本論文精確診斷並分析早產兒自閉症光譜症候的行為特徵,提出早期發展指標及危險因子,是一個具族群代表性的早產兒自閉症光譜症候群世代研究。
Autism spectrum disorder (ASD) is a neurodevelopmental disorder characterized by social communication difficulties and a restricted repetitive behavioral pattern presenting during young childhood. Preterm birth children are more vulnerable to ASD compared with term birth children; however, the incidence of ASD diagnosis through direct assessment on every preterm birth child on the population base remains unclear. Moreover, the behavioral characteristics, early developmental trajectories, and the underlying neurobiological substrate of preterm birth ASD are unknown.
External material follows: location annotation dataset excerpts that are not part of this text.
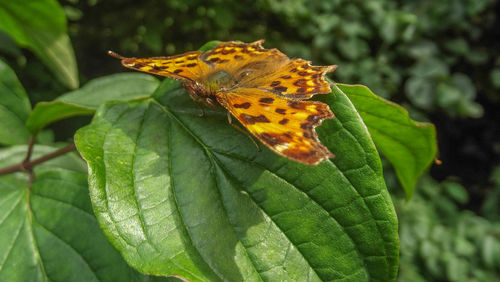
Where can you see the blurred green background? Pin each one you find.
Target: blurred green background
(439, 59)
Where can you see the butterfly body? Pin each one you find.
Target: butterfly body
(262, 88)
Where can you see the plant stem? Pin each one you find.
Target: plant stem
(26, 165)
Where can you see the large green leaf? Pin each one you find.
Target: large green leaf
(14, 108)
(41, 27)
(179, 194)
(409, 145)
(49, 232)
(87, 99)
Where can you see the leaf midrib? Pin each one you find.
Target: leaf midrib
(212, 159)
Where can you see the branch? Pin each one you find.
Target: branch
(27, 164)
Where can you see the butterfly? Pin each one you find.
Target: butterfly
(262, 88)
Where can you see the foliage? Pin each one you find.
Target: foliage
(433, 50)
(439, 242)
(433, 56)
(41, 27)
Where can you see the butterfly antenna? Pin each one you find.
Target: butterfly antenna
(113, 54)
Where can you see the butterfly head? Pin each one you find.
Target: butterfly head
(219, 80)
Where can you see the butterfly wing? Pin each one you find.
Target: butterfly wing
(186, 67)
(285, 126)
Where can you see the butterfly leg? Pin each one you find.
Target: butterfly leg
(202, 110)
(230, 120)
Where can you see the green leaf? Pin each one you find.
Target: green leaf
(181, 194)
(410, 146)
(14, 108)
(49, 232)
(87, 99)
(41, 27)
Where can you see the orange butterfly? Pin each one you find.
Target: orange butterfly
(262, 88)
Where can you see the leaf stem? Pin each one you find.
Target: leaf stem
(26, 165)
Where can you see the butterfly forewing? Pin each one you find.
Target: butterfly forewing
(184, 67)
(262, 88)
(285, 126)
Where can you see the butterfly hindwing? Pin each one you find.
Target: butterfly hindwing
(285, 126)
(184, 67)
(297, 79)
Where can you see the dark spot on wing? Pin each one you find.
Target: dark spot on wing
(270, 139)
(280, 88)
(245, 105)
(280, 111)
(297, 105)
(266, 100)
(249, 119)
(283, 121)
(300, 82)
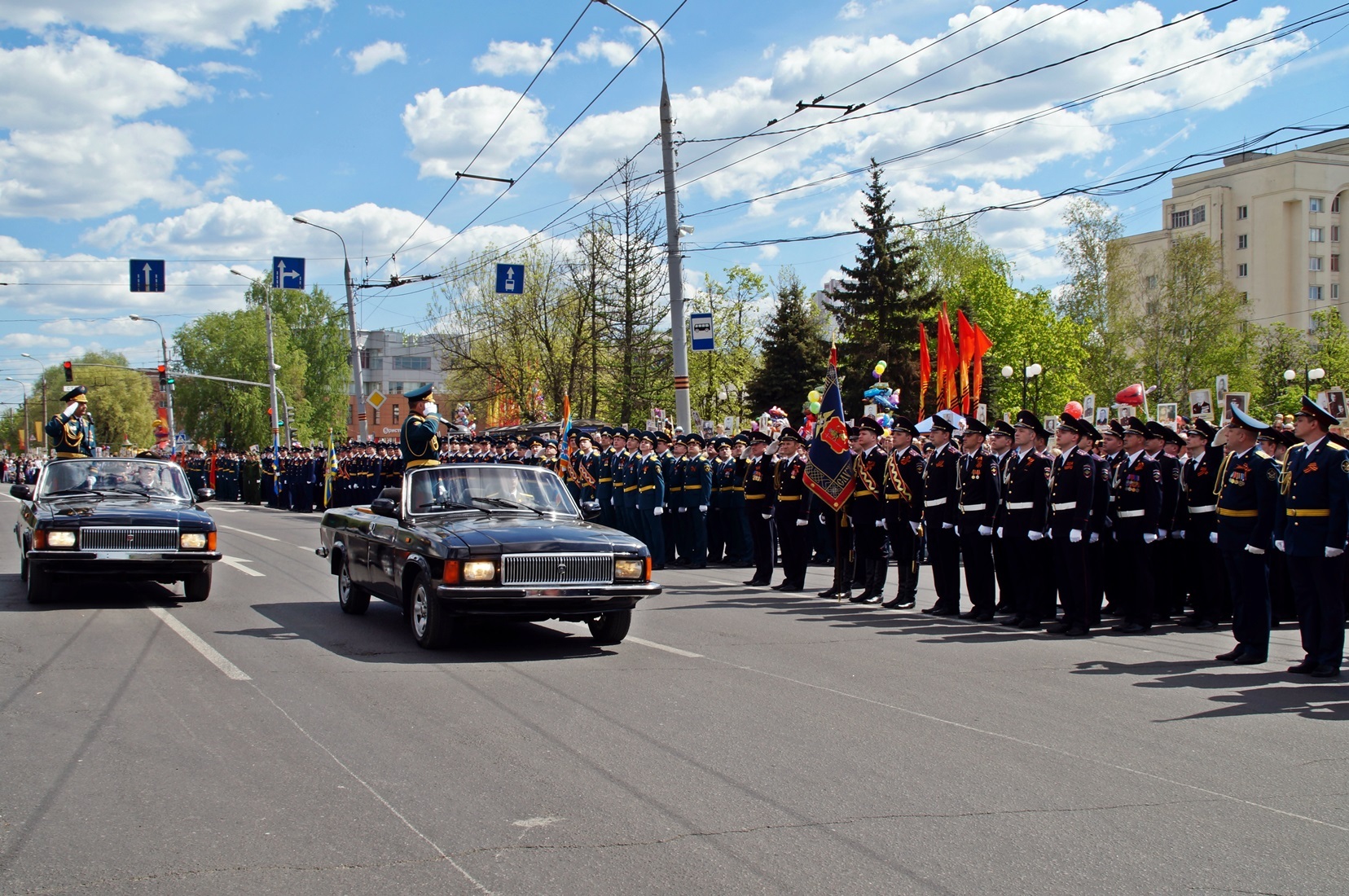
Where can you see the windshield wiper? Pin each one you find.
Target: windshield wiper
(502, 503)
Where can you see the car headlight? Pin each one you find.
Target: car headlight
(479, 571)
(61, 538)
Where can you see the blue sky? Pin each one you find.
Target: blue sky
(156, 129)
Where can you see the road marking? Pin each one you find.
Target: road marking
(238, 563)
(247, 532)
(203, 648)
(666, 647)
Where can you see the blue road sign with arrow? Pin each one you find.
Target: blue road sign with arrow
(288, 273)
(147, 275)
(510, 279)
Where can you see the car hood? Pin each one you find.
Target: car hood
(517, 534)
(121, 512)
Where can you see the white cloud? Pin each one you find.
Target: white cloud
(201, 23)
(446, 130)
(378, 53)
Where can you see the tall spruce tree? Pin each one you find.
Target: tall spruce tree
(881, 301)
(795, 351)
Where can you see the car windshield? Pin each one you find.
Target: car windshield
(117, 475)
(491, 487)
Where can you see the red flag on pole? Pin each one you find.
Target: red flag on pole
(925, 367)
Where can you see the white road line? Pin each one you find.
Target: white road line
(247, 532)
(238, 563)
(203, 648)
(664, 647)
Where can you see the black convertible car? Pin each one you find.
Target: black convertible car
(503, 540)
(113, 517)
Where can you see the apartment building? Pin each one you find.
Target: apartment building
(1278, 219)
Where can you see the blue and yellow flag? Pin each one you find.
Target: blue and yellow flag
(828, 463)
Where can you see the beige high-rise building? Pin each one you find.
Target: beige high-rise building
(1278, 219)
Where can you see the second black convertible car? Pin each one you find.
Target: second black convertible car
(116, 520)
(502, 540)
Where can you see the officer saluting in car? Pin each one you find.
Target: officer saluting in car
(72, 429)
(420, 441)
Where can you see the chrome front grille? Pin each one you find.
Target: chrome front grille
(127, 538)
(557, 569)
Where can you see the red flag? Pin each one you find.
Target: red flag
(981, 347)
(966, 357)
(925, 367)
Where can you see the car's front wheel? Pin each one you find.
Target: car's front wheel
(39, 585)
(433, 626)
(197, 587)
(351, 597)
(610, 628)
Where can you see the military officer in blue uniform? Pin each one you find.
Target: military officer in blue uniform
(1248, 495)
(72, 431)
(1310, 526)
(1136, 486)
(420, 439)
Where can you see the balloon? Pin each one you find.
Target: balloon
(1129, 396)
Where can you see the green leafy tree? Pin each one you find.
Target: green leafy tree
(884, 297)
(795, 351)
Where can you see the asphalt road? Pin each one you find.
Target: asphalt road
(740, 742)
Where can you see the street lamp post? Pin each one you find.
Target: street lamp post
(164, 343)
(24, 388)
(1028, 373)
(271, 363)
(672, 234)
(351, 323)
(1314, 373)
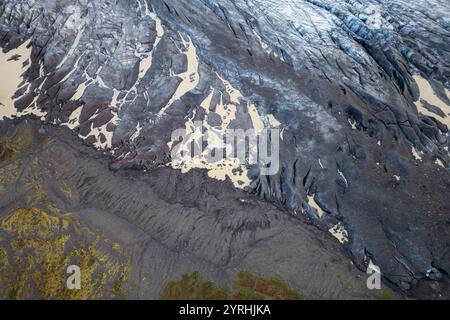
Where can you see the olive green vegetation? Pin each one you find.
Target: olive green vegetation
(246, 286)
(38, 241)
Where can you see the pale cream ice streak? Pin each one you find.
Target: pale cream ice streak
(339, 232)
(313, 204)
(228, 167)
(258, 124)
(427, 94)
(273, 121)
(11, 78)
(189, 79)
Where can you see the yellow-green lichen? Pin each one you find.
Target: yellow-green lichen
(38, 246)
(247, 286)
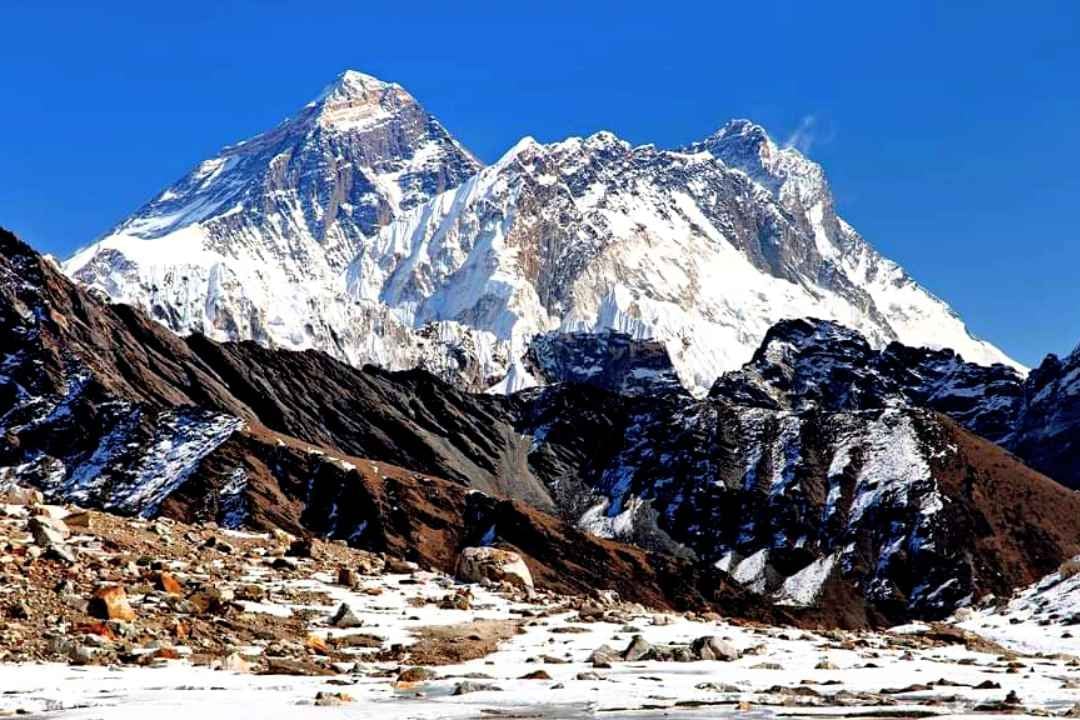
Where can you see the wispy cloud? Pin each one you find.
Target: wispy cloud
(805, 135)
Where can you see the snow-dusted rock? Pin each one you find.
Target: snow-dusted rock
(494, 565)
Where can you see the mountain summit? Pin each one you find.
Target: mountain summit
(362, 228)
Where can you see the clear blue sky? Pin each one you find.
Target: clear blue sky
(949, 130)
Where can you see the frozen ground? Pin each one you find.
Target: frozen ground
(782, 671)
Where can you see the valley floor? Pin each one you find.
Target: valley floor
(421, 644)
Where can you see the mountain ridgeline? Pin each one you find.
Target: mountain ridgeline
(361, 228)
(860, 504)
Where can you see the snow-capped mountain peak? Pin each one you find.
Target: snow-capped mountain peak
(253, 243)
(362, 228)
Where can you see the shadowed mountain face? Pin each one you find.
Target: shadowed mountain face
(102, 406)
(860, 511)
(806, 363)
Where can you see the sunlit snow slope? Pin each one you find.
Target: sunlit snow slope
(363, 229)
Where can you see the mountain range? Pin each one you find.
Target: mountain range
(360, 227)
(674, 374)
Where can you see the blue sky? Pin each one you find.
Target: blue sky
(948, 130)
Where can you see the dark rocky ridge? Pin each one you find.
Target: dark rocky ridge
(86, 386)
(812, 363)
(102, 405)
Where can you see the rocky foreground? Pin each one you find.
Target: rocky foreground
(109, 616)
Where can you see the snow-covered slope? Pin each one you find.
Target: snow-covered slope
(361, 228)
(702, 248)
(253, 243)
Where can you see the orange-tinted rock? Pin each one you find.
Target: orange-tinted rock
(110, 602)
(166, 583)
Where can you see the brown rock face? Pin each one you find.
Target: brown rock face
(110, 602)
(494, 565)
(300, 442)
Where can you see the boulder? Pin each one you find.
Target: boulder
(48, 531)
(21, 496)
(110, 602)
(604, 655)
(638, 649)
(711, 647)
(346, 617)
(491, 564)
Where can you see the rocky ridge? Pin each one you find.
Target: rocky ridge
(873, 514)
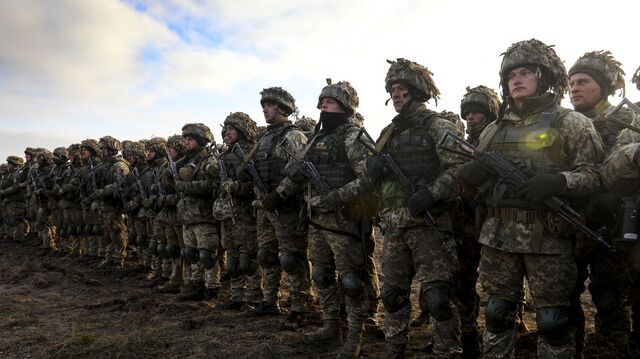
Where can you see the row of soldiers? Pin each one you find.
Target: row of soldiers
(536, 191)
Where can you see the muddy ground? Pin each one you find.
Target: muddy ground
(53, 307)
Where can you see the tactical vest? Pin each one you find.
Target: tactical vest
(329, 156)
(271, 168)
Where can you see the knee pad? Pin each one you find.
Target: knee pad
(438, 302)
(206, 258)
(352, 285)
(268, 258)
(191, 254)
(500, 314)
(553, 325)
(323, 276)
(394, 298)
(290, 261)
(161, 248)
(173, 250)
(247, 264)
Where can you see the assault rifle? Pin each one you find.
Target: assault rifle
(257, 181)
(224, 176)
(404, 182)
(512, 175)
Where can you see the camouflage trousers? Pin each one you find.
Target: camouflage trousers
(551, 279)
(611, 277)
(240, 241)
(293, 243)
(205, 236)
(419, 254)
(330, 254)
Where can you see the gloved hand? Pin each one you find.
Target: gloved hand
(475, 173)
(376, 167)
(326, 203)
(540, 187)
(420, 202)
(293, 170)
(272, 201)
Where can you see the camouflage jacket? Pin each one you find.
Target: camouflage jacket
(574, 146)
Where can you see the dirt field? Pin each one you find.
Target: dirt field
(54, 307)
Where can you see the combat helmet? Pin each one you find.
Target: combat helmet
(603, 68)
(343, 92)
(243, 124)
(110, 143)
(552, 75)
(282, 97)
(200, 132)
(480, 99)
(418, 77)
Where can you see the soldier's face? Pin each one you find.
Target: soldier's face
(230, 135)
(584, 91)
(474, 117)
(329, 104)
(522, 83)
(400, 96)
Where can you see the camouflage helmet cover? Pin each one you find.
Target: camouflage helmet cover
(604, 68)
(243, 123)
(415, 75)
(343, 92)
(15, 160)
(483, 96)
(535, 53)
(110, 143)
(199, 131)
(279, 96)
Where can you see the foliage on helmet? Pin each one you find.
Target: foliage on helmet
(110, 143)
(242, 123)
(199, 131)
(418, 77)
(343, 92)
(604, 68)
(483, 96)
(280, 96)
(535, 53)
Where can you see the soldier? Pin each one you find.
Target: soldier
(593, 78)
(14, 199)
(411, 247)
(173, 266)
(282, 242)
(239, 238)
(156, 149)
(112, 172)
(559, 149)
(335, 231)
(198, 180)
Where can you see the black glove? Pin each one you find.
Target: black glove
(475, 173)
(272, 201)
(540, 187)
(420, 201)
(376, 167)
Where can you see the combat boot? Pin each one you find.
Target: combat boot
(331, 330)
(195, 291)
(351, 347)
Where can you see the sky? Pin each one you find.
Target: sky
(133, 69)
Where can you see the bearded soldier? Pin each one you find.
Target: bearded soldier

To define ASD incidence in a population-based preterm cohort, every very preterm birth child (gestational age <32 weeks; birth weight <1500 grams) who was discharged from neonatal intensive care units in Tainan and prospectively followed to 5 years of age were enrolled. In addition to developmental examinations, they were also evaluated using the Autism Diagnostic Observation Schedule (ADOS) and the Autism Diagnostic Interview-Revised (ADI-R) for the diagnosis of ASD at 5 years of age. The follow up rate of the population cohort at 5 years old was 87%. Through universal diagnostic assessments, we identified 7.7% of ASD incidence in the very preterm population at 5 years of age.
To define the symptom severity and behavioral characteristics of preterm birth ASD, a group of term birth (gestational age >37 weeks) ASD characterized by ADOS and ADI-R was recruited. Comparing the 18 preterm ASD and 44 term birth ASD children, canonic discriminant analysis identified differences in qualitative abnormalities in reciprocal social interaction of ADI-R. Preterm birth ASD children exhibited worse nonverbal behaviors that regulate social interaction, but more favorable peer relationships and socioemotional reciprocity. In contrast to the heterogeneous severity of social reciprocity in the term ASD group, the behavioral characteristics of the preterm ASD group showed a homogeneous reciprocal social interaction pattern.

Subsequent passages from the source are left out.